Friday, April 14, 2006

Conservation

Specifically with respect to oil consumption.

It is always nice to hear people discussing conservation, but it often misses much of the point. I would love for every selfish jackass driving a Hummer or a Suburban or the like around town to stop (the 1% or less of SUV drivers who actually need such a vehicle are excluded...none of them drive Cadillac or Porsche or Lexus or probably Hummer). I would love if the feds would initiate a high gas guzzler tax for cars less than five years old or with values under $10k (reasons here). I would love it if people in this country would really, truly conserve. But we won't, and for myriad reasons, but the largest is that we don't really know what it means.

Gas prices are high, yes. Behemoth SUV's are partially responsible, yes. Gasoline demand is the reason demand is outpacing supply, maybe. The problem is that, while a fair amount of the oil use in this country is for gasoline, that is not all of it. From homes that use oil for heat to the power generators in this country, the vast majority of which are fossil fuel generators (both coal and oil), to the various industries that require oil as a raw material for manufacture (plastics, chemical plants, ...), the dependence that this nation has on oil is enormous. True conservation will require far more than improving the average gas milage of automobiles. True conservation will not occur until we have no choice. The government can give us no choice by outlawing new and late model vehicles that don't get at least 25+ mpg. They can limit the amount of power/gas allowed per citizen in this country. They can, but they shouldn't.

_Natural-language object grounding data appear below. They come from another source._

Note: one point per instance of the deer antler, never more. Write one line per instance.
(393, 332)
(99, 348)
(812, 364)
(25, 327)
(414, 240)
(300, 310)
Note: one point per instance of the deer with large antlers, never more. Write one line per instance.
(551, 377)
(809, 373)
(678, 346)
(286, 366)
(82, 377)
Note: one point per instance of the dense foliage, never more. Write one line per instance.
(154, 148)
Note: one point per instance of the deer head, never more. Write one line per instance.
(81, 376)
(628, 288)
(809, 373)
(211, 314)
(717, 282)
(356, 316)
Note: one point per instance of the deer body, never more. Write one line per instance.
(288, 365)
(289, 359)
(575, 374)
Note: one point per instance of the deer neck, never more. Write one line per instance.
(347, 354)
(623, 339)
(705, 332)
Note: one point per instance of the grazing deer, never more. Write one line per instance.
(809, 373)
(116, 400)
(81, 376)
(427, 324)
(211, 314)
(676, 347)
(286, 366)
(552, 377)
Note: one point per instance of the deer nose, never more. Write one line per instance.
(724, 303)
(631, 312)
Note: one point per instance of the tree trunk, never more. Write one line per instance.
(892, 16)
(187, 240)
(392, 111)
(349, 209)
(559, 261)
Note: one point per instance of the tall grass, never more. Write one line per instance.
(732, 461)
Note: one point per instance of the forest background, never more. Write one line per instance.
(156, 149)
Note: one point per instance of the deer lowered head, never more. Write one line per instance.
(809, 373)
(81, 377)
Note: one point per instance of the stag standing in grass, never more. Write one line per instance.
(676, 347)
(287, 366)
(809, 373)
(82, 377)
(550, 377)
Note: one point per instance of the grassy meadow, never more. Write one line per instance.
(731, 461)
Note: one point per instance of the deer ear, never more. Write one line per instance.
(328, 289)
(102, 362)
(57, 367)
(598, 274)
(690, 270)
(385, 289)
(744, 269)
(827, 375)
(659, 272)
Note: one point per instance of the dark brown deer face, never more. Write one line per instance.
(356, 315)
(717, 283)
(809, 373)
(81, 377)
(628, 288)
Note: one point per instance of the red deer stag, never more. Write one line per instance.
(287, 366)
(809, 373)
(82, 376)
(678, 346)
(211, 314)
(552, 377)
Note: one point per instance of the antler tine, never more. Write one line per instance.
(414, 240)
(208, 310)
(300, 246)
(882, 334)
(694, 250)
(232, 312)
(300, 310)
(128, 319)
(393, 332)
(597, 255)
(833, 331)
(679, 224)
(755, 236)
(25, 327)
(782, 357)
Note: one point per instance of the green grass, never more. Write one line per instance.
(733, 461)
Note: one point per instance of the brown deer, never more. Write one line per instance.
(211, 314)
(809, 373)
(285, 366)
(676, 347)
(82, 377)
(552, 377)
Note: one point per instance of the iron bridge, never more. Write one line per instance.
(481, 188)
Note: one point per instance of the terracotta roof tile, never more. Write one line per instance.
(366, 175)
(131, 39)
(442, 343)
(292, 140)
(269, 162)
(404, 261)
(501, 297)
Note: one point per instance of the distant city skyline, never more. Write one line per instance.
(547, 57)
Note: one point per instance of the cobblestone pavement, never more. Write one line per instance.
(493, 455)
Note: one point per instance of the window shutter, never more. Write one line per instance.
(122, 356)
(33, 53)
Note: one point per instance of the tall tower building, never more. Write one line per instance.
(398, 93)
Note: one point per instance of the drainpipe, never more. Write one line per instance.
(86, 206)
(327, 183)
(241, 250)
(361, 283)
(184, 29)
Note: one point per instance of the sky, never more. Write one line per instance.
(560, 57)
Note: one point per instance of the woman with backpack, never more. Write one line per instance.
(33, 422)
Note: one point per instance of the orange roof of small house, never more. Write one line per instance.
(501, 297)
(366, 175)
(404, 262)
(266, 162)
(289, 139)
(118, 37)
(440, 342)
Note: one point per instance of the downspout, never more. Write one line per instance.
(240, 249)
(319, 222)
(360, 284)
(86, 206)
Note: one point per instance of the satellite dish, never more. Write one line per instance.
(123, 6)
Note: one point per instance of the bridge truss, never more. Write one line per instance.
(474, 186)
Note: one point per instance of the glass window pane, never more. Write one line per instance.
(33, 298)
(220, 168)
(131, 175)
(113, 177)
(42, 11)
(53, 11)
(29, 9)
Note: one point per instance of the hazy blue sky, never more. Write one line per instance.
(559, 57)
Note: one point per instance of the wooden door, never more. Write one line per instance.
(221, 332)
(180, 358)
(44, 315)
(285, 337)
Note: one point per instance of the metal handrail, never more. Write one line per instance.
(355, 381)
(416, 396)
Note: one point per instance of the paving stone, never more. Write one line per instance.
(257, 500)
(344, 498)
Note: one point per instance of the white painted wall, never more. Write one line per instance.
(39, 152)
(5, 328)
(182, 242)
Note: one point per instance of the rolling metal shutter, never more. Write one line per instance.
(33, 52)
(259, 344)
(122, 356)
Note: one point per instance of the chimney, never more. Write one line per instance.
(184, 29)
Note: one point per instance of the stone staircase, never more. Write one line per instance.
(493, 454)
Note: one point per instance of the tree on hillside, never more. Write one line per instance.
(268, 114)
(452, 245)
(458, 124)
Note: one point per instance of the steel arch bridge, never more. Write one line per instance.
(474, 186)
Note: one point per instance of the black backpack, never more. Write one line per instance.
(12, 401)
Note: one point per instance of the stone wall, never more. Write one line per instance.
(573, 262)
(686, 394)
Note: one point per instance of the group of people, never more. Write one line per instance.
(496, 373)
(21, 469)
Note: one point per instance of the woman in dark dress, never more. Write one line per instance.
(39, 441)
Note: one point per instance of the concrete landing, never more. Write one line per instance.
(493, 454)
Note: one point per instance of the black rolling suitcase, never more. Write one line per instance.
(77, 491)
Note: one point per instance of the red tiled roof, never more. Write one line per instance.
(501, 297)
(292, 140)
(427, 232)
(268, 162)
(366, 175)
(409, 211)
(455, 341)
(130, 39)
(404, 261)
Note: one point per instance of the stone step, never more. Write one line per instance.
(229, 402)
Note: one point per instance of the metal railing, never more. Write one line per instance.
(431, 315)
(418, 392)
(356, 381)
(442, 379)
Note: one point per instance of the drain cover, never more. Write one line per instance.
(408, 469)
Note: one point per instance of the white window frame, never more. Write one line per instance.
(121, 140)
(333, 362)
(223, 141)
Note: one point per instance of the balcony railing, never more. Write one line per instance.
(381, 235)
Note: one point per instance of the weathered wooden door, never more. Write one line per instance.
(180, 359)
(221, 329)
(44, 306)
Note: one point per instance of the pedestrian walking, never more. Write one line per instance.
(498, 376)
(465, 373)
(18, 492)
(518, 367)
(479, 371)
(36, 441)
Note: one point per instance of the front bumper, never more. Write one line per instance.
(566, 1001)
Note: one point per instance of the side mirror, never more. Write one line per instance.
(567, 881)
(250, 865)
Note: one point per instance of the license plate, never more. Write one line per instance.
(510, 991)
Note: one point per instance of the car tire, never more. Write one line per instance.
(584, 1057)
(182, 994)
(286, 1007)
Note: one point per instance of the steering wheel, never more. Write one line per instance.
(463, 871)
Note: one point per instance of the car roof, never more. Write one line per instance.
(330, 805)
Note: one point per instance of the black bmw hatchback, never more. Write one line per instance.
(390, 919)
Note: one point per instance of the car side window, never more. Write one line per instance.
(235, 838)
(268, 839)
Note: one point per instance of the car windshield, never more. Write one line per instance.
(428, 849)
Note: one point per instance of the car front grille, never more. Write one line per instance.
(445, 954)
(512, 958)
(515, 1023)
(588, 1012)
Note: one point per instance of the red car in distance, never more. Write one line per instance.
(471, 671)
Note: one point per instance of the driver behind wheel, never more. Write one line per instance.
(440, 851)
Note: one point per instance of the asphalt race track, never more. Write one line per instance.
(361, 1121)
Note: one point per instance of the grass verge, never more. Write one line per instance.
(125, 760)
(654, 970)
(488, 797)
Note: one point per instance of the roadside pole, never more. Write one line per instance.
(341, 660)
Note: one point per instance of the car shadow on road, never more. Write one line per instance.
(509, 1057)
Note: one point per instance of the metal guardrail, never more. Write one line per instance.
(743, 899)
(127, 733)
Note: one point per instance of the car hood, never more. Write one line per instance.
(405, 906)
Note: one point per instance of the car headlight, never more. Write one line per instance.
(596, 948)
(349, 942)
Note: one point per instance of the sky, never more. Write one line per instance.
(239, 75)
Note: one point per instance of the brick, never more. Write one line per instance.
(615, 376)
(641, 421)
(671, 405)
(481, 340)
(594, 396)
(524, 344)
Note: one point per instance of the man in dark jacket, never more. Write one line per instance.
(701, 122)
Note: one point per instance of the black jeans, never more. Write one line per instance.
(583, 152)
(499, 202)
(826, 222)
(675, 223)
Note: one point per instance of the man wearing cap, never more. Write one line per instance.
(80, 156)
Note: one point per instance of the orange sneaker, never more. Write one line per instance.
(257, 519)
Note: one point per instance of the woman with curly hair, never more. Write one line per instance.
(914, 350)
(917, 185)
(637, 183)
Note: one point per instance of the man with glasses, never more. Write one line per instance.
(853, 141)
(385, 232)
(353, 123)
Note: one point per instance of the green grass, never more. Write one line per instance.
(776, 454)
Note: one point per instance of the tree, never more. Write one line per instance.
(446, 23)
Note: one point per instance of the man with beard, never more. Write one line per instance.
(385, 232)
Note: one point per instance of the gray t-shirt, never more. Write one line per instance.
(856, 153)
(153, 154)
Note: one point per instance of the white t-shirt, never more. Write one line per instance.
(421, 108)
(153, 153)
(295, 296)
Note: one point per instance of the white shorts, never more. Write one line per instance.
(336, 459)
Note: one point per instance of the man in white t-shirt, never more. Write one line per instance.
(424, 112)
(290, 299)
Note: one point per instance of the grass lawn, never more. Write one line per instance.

Restrictions don't do a good job of accounting for need. Workarounds will always favor those with the means. Tax breaks/penalties do a better job of getting those with means to conserve more, but they tend to, again, favor wealthier individuals, and often go to those who would do such things anyway. In large cities subsidized public transit and use of tolls/taxes for driving on the streets could be good, but the latter will never happen, and the former is all but useless without it. I am a big fan of severe gas taxes (gas should cost a minimum of $3/gal), but they must be implimented nationwide, not just in Chicago, and it is a bad move politically, so it won't happen anyway. The only real fix is individual responsibility, and I weep for the future.

1 comment:

Michael L. Heien said...

Preach it brother! People need to be the change they want to see in the world. Conservation goes way beyond cars. Check this out - an average passenger airplane gets about 30 (maybe 40) mpg per passenger. Tell that to Tim Robbins as he jets between New York and LA - while yelling at middle america for not driving a Prius.